Tennessee Minimum Wage and Tipping Practices Subject of New Series of Articles

January 18, 2010 by Jim Higgins

The Memphis News began a series today titled Tipping a Tricky Business that covers many of the wage and hour legal issues facing tipped wage employees, especially when they are required to share their tips.

Written by Fredric Koeppel, this first installment covers a variety of tip-related subjects that have appeared in previous Tennessee Workplace Law Blog, such as tip pooling and illegal paycheck/tip deductions.

If you are a tipped employee, tips are the bulk of your paycheck. A tipped employee with 10 years with the company often receives the same on his or her paycheck as someone who just started. As Koeppel’s piece points out, “Some diners tip well and some don’t[…] Some tip on the amount before taxes and some on the after-tax total.” Furthermore, some restaurants charge their wait staff for tips paid on a credit card as a means of recovering the charges the restaurant must pay for credit card transactions.
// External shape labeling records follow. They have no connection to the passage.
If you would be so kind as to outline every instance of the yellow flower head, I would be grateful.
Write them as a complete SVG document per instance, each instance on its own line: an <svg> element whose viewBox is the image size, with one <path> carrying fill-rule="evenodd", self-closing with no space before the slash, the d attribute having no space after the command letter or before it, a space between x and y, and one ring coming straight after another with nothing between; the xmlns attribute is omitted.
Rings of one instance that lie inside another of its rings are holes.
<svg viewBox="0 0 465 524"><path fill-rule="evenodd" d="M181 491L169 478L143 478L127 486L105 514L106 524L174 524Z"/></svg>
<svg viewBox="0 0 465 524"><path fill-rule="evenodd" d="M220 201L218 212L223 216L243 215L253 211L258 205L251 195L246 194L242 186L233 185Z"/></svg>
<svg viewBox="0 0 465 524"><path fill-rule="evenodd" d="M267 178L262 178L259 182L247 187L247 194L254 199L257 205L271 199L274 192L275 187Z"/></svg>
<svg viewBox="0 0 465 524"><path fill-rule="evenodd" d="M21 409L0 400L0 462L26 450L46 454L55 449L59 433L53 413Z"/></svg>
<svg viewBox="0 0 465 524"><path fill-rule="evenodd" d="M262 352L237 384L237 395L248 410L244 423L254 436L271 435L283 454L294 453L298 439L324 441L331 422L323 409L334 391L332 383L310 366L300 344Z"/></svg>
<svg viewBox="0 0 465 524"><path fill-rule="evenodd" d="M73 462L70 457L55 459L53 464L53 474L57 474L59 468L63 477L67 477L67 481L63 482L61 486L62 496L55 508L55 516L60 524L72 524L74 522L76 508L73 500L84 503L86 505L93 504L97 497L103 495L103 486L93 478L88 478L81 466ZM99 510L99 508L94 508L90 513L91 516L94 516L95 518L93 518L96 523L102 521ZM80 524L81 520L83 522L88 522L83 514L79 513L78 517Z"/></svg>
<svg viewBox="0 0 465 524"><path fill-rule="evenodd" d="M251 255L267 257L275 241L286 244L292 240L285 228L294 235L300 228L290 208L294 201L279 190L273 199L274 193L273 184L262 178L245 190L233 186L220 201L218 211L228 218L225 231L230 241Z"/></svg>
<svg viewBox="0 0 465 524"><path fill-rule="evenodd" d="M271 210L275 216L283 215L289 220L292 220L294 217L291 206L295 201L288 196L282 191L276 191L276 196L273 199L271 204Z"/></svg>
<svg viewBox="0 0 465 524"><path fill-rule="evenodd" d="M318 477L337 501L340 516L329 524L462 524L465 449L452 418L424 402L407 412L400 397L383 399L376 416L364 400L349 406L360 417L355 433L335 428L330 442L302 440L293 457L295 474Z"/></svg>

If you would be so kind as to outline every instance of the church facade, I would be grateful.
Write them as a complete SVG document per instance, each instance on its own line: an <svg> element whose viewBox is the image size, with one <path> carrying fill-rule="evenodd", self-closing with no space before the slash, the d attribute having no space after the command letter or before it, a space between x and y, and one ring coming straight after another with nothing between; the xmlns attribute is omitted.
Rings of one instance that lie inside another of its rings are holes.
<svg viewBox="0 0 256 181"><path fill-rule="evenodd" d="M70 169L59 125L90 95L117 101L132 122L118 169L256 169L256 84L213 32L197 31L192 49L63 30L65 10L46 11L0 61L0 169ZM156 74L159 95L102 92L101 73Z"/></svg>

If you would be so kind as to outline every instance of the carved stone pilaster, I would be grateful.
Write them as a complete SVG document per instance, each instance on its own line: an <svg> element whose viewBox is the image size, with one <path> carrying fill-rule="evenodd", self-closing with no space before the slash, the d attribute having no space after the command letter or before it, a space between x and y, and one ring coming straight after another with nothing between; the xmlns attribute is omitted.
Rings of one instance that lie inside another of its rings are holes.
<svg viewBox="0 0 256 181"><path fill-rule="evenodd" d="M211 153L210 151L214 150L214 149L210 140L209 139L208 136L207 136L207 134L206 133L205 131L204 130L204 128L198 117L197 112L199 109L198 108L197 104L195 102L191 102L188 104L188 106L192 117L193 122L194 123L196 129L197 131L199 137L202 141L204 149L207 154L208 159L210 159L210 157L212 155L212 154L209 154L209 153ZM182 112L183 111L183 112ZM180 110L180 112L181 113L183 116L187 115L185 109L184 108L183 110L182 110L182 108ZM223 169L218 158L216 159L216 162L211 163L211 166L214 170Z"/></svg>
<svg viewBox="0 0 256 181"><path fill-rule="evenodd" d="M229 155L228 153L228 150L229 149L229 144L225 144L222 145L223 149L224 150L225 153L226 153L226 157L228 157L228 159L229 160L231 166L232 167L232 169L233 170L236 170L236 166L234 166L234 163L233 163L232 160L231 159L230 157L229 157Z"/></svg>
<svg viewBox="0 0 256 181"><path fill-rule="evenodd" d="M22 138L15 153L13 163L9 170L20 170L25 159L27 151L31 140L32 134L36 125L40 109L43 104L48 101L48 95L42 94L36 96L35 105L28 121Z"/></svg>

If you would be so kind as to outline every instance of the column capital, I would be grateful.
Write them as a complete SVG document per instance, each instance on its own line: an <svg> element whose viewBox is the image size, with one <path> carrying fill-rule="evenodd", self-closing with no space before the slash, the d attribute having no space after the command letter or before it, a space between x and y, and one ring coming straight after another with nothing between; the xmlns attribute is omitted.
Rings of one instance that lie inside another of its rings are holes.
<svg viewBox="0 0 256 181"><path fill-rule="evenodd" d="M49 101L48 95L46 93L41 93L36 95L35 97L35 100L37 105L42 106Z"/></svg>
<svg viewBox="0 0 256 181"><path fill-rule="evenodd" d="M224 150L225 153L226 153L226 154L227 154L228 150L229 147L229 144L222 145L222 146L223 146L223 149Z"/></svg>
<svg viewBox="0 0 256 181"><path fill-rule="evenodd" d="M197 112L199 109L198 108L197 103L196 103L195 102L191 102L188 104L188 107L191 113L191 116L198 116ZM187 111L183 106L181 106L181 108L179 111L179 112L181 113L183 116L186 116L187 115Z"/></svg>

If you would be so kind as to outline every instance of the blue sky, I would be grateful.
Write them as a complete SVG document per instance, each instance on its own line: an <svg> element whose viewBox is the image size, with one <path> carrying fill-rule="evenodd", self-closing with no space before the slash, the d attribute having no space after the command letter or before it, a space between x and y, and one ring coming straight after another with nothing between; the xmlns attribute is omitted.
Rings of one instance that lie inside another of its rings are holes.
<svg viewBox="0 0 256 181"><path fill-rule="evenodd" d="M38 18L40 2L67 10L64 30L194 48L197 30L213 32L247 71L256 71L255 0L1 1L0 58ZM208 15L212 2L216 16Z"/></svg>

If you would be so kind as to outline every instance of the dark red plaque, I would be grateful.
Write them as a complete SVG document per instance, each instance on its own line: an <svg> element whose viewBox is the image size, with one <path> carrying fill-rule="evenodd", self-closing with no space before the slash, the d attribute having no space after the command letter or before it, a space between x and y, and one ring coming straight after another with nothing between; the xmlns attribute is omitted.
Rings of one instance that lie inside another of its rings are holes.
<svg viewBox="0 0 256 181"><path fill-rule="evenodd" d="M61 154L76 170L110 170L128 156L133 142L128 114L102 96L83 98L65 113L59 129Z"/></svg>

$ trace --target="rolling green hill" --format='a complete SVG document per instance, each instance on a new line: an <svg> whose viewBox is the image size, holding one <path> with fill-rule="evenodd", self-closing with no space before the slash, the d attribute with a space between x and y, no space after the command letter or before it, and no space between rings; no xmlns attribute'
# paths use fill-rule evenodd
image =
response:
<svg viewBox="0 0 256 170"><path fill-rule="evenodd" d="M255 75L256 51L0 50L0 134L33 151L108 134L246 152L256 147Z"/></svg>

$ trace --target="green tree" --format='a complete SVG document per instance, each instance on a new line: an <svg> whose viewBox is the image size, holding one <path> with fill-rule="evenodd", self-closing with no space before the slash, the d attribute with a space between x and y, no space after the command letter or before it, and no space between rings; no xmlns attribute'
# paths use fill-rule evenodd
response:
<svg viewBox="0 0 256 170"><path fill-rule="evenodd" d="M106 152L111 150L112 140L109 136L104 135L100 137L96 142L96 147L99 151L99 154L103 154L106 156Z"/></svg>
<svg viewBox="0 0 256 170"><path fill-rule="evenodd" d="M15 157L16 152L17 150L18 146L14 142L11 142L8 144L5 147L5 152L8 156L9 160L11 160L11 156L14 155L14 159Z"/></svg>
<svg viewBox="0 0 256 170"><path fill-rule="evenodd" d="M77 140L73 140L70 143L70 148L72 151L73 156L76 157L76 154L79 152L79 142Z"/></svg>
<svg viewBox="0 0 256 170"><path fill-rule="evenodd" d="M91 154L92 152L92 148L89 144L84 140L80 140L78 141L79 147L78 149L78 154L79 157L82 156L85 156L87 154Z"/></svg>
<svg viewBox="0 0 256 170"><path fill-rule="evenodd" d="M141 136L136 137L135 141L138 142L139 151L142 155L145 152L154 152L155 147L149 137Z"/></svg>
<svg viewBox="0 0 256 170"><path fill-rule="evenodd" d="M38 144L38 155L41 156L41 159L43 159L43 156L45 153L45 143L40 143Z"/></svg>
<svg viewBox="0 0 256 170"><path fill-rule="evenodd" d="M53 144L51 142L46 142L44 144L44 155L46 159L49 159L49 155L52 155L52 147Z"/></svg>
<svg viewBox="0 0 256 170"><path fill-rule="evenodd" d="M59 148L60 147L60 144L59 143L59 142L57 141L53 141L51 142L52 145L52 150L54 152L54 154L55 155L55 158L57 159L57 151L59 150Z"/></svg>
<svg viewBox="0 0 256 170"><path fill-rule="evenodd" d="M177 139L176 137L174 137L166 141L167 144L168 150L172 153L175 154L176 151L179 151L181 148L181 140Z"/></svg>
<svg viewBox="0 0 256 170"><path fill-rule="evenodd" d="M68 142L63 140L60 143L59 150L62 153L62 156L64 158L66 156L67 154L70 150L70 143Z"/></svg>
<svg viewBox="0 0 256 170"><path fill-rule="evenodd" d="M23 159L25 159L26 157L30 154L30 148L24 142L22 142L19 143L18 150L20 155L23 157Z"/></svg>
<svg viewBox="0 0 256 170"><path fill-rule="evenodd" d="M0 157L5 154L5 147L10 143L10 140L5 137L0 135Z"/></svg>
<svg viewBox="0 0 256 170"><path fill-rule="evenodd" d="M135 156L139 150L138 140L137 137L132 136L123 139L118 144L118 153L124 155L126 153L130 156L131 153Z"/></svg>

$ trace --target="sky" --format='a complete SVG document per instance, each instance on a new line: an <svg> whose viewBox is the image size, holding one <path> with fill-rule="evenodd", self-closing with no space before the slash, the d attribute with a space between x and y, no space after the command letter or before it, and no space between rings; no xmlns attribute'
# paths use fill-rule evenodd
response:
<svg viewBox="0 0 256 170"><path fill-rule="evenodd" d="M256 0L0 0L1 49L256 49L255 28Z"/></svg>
The article does a fine job of stressing what anyone who’s lived off tips knows firsthand: Waiters work hard. Nor is all their work with the tipping customer. Sidework in its various forms – polishing glasses, cutting lemonades, setting tables, prepping, cleaning – cuts into a server’s time on the floor, which decreases the ratio of tips to hours worked and, ultimately, take-home pay.

Although the federal minimum wage rose last year to $7.25 per hour, the federal minimum hourly wage for tipped employees remains $2.13, the same rate since 1991. But what not all foodservers and other tipped employees realize is that their $2.13 per hour plus tips must equal the $7.25 an hour, or the restaurant is legally obligated to pay the tipped employee the difference to make sure he or she makes the increased minimum wage.

Apparently not an American invention, according to the Memphis News article, tipping began with European visitors to the States after the Civil War. Seen initially as elitist, by the Roaring Twenties tipping at restaurants had become an institution--and by the time of the Fair Labor Standards Act (FLSA), this means of paying employees less by working for gratuity had become a legally recognized work practice.

FLSA provides a variety of protections; many can be found in previous Tennessee Law Blog entries and our Nashville law firm’s employment pages. These include laws protecting against tip theft. Policies of tipping out and tip pooling can lead to illegal theft of tips, as can charging a worker for equipment or uniforms. Legally, no owner or manager can compel a tipped employee to “cover the cost of doing business.”